A classic moment in many (American) movies is the point where the protagonist reaches a breaking point and, as though a switch was flipped, they suddenly have an abundance of motivation. Roll vignettes of the hero suffering through training, study, practice to achieve the heights that had been previously unattainable. Outcome, victory.
While fiction lends itself to the short form of a movie and can instill a similar feeling of motivation in the viewer. “Heck yeah, if the geeky hero can transform into an unstoppably juggernaut, of course I can too! I’m going to crush this thing I’ve been toying with for months and not just get it done, but knock it outta the park.” Yet the following morning, that motivation has evaporated (unless is was a really good movie) and its back to business as usual.
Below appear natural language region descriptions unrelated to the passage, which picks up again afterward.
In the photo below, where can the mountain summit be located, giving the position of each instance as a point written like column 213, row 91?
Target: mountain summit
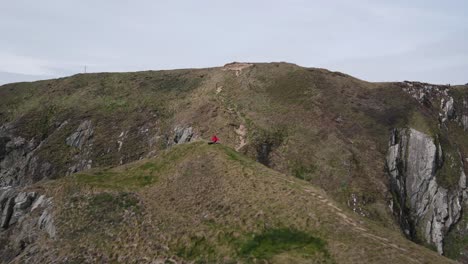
column 312, row 166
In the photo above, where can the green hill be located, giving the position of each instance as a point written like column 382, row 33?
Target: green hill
column 210, row 204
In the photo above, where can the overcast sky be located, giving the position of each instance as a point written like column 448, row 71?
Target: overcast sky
column 373, row 40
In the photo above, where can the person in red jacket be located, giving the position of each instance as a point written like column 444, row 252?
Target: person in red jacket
column 214, row 140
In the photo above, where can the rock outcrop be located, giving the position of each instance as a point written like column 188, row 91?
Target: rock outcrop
column 182, row 135
column 16, row 158
column 82, row 140
column 25, row 217
column 426, row 210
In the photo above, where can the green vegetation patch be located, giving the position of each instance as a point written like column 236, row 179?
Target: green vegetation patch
column 130, row 178
column 276, row 241
column 449, row 175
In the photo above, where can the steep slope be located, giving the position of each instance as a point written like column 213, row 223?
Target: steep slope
column 327, row 128
column 203, row 203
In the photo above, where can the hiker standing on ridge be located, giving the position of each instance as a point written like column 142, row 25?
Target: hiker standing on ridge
column 214, row 140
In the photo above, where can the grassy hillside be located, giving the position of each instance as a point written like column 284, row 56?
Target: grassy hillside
column 209, row 204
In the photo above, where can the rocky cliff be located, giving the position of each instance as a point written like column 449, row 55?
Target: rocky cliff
column 325, row 128
column 426, row 210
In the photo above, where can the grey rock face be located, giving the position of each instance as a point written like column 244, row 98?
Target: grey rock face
column 15, row 206
column 425, row 209
column 447, row 108
column 19, row 165
column 182, row 135
column 80, row 137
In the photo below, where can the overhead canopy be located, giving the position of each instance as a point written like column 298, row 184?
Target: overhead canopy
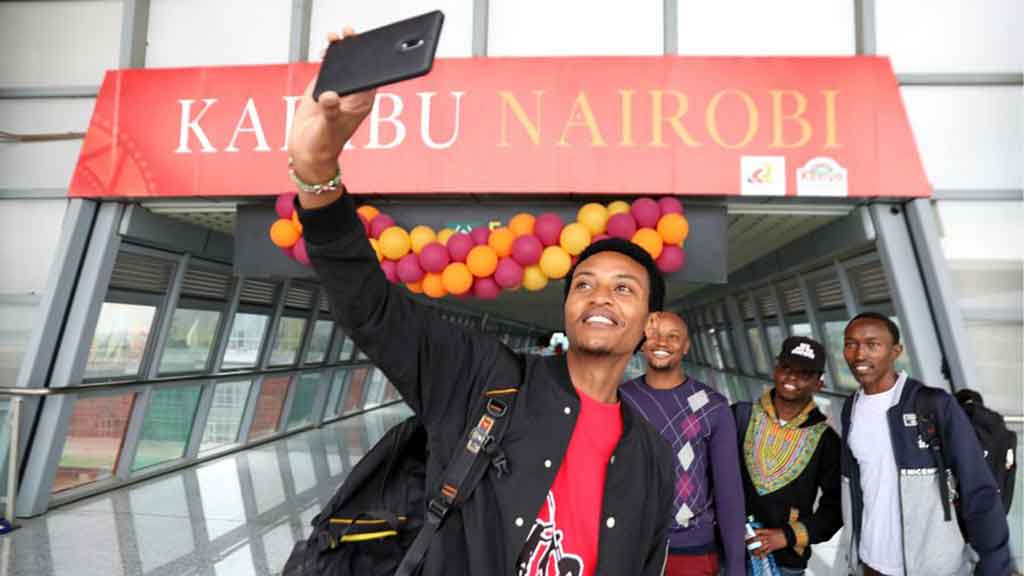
column 765, row 126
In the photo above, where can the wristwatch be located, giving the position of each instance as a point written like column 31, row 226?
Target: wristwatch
column 330, row 186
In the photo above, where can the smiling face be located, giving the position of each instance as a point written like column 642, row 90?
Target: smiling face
column 794, row 383
column 870, row 352
column 606, row 305
column 667, row 343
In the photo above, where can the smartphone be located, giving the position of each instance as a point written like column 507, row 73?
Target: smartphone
column 383, row 55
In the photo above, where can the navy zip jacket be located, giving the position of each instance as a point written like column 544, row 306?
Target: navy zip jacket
column 441, row 371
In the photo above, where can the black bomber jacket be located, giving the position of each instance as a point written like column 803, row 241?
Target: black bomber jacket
column 441, row 370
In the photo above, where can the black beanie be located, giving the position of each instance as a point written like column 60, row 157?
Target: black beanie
column 655, row 299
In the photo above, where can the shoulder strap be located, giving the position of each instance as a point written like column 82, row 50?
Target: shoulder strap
column 483, row 439
column 926, row 405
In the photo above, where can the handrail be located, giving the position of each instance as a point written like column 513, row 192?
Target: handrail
column 118, row 384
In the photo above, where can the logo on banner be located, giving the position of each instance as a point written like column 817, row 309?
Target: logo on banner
column 762, row 175
column 821, row 176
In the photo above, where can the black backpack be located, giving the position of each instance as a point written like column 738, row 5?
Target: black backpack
column 380, row 523
column 997, row 442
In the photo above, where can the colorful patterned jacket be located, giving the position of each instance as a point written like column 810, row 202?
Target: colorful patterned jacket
column 784, row 466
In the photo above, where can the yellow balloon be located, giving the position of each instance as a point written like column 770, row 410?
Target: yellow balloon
column 421, row 236
column 574, row 238
column 394, row 243
column 617, row 207
column 594, row 216
column 649, row 240
column 377, row 249
column 534, row 279
column 555, row 262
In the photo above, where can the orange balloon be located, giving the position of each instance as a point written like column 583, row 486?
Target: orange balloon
column 433, row 285
column 481, row 260
column 594, row 216
column 534, row 279
column 394, row 243
column 501, row 241
column 284, row 234
column 649, row 240
column 377, row 249
column 674, row 229
column 574, row 238
column 522, row 223
column 555, row 262
column 617, row 207
column 421, row 236
column 368, row 212
column 457, row 278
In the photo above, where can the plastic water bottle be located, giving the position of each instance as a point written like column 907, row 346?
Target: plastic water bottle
column 758, row 566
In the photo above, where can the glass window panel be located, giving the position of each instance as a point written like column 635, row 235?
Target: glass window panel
column 758, row 348
column 244, row 340
column 185, row 33
column 301, row 412
column 119, row 342
column 352, row 402
column 970, row 137
column 189, row 340
column 93, row 443
column 316, row 351
column 272, row 393
column 958, row 36
column 337, row 384
column 745, row 28
column 167, row 425
column 538, row 28
column 288, row 340
column 347, row 346
column 225, row 414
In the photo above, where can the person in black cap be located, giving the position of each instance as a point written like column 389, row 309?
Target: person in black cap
column 586, row 485
column 790, row 453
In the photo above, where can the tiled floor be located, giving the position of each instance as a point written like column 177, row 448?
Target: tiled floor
column 239, row 515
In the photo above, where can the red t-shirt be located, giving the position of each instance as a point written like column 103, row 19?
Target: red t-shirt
column 563, row 540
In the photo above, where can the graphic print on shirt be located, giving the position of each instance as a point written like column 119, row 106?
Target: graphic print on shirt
column 543, row 553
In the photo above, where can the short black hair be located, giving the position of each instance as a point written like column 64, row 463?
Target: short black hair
column 893, row 328
column 655, row 296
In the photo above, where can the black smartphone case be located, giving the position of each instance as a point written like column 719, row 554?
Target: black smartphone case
column 391, row 53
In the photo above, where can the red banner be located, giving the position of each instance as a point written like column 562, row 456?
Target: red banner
column 818, row 126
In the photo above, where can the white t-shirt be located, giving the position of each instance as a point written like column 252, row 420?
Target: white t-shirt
column 881, row 533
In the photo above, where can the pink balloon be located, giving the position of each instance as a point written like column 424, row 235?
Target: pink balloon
column 672, row 258
column 433, row 257
column 409, row 269
column 300, row 251
column 646, row 212
column 527, row 249
column 459, row 246
column 285, row 206
column 548, row 228
column 670, row 205
column 486, row 288
column 390, row 271
column 480, row 235
column 622, row 225
column 508, row 274
column 379, row 224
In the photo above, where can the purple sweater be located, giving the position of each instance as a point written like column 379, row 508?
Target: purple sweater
column 698, row 424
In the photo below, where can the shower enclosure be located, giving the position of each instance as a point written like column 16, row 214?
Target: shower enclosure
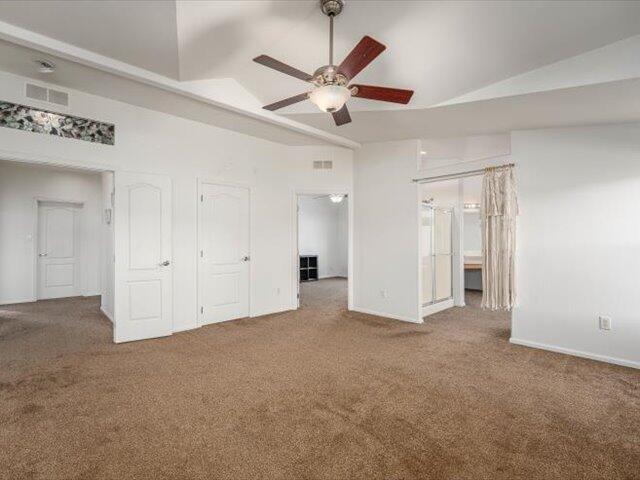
column 436, row 253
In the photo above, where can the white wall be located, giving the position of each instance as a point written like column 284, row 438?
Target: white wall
column 108, row 286
column 323, row 231
column 386, row 230
column 149, row 141
column 19, row 186
column 578, row 241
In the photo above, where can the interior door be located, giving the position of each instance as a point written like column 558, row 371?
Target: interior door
column 223, row 239
column 58, row 250
column 143, row 269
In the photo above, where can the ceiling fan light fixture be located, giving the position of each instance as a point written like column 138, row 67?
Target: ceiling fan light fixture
column 330, row 98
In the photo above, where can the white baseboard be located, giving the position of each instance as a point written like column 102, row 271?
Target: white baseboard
column 106, row 313
column 12, row 301
column 436, row 307
column 270, row 312
column 386, row 315
column 576, row 353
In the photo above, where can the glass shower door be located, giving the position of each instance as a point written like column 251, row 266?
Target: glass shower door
column 437, row 253
column 442, row 254
column 426, row 219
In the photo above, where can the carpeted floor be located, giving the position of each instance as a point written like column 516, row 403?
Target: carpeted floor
column 316, row 393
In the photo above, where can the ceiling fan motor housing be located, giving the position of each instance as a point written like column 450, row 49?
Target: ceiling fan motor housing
column 328, row 75
column 332, row 8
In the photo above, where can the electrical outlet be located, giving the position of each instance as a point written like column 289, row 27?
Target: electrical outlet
column 604, row 323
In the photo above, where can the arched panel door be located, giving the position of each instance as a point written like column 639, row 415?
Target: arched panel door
column 223, row 240
column 143, row 268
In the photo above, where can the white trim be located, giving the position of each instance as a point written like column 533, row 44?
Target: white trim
column 385, row 315
column 27, row 38
column 106, row 313
column 297, row 192
column 576, row 353
column 12, row 301
column 222, row 183
column 24, row 157
column 436, row 307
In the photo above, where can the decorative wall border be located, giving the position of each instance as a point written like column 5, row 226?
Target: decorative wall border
column 30, row 119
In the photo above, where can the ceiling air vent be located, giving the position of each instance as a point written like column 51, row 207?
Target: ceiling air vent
column 59, row 98
column 322, row 164
column 36, row 92
column 49, row 95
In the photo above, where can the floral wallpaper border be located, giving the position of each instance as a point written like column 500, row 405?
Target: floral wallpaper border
column 30, row 119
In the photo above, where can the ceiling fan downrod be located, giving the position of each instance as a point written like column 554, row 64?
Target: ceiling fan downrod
column 331, row 8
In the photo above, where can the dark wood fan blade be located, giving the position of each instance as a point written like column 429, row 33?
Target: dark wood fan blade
column 286, row 102
column 384, row 94
column 282, row 67
column 342, row 116
column 361, row 56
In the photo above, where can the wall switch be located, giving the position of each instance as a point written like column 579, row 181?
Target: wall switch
column 604, row 323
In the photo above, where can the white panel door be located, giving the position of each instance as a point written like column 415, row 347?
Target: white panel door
column 223, row 240
column 58, row 250
column 143, row 269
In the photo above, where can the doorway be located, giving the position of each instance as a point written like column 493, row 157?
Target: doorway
column 59, row 249
column 322, row 250
column 56, row 243
column 450, row 243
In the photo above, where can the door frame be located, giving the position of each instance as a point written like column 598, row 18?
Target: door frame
column 36, row 242
column 201, row 181
column 295, row 259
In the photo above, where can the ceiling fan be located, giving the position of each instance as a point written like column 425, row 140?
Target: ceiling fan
column 331, row 83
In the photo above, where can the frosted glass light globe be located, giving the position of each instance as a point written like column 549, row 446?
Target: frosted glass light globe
column 330, row 98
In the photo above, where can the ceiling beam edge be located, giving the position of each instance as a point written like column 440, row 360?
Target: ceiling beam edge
column 27, row 38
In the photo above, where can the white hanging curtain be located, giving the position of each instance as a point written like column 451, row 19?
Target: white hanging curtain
column 498, row 210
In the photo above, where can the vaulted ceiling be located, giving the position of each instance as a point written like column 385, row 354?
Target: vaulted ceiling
column 475, row 66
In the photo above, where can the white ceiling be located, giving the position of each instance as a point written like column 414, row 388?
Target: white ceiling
column 442, row 50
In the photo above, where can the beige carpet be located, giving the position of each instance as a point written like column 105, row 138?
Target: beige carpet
column 317, row 393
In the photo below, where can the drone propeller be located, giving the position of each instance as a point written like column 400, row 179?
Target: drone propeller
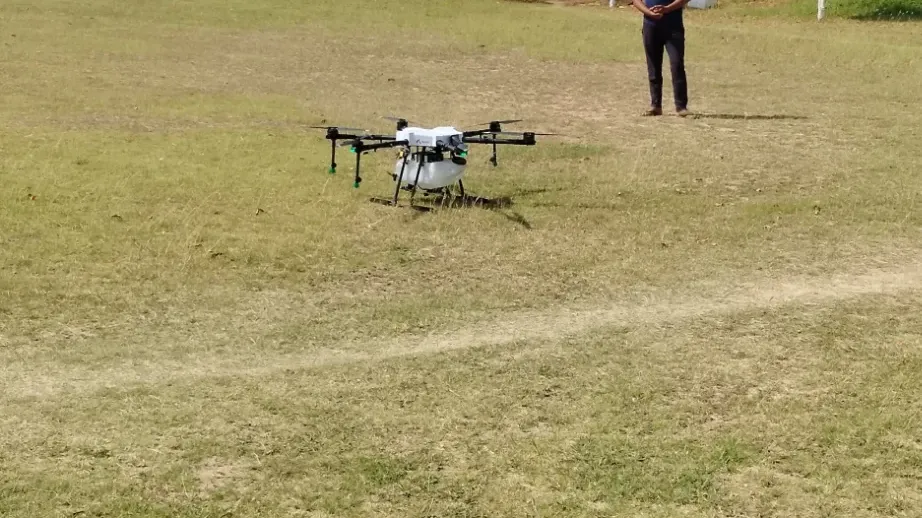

Truth is, in the absence of external inputs, motivation tends to be a fickle ally. It can be useful to get over the inertia of starting. But the movie story line of subsequent, unrelenting, motivation-driven productivity is the stuff of fairy tales.
I’ve seen recommendations of maintaining motivation by considering (pretending) that our life depends on our maintaining a level of commitment, effort or productivity. Yet motivation easily sees through this ruse. …and laughs.
While motivation can be an ally that helps overcome, sometimes massive, inertia – you need to have the real A Team ready to pick up where motivation will leave off. That is commitment, movement, and consistency.
While the sometimes large initial gains of a motivation driven start are generally hard to maintain, being ready to continue forward, likely at a less spectacular pace should be planned for. You may have a stellar session at the gym and find yourself having a hard time moving at all the following day. This is where you need to have planned for recovery day(s) and a commitment to keep doing some sort of exercise. Your legs got blown out, work your arms. You cranked through the first week’s coding exercises and need to wait for the next week’s to be available? Go back and run through this week’s exercises and reinforce your learning.
It is easy (and common) to belittle smaller strides made after a spectacular, motivation-induced start, but these small steps add up. Knowing that each step, no matter how small, moves you towards the goal means you should not belittle them. Building a habit of progress will trump motivation any day. It is the consistent commitment to doing something to move you forward, even if you are being pushed back, that will get you to and carry you through the goal posts of spectacular success.
Use motivation to your advantage, flip the switch as often as you can to kickstart or accelerate what you are already doing – every day, without fail.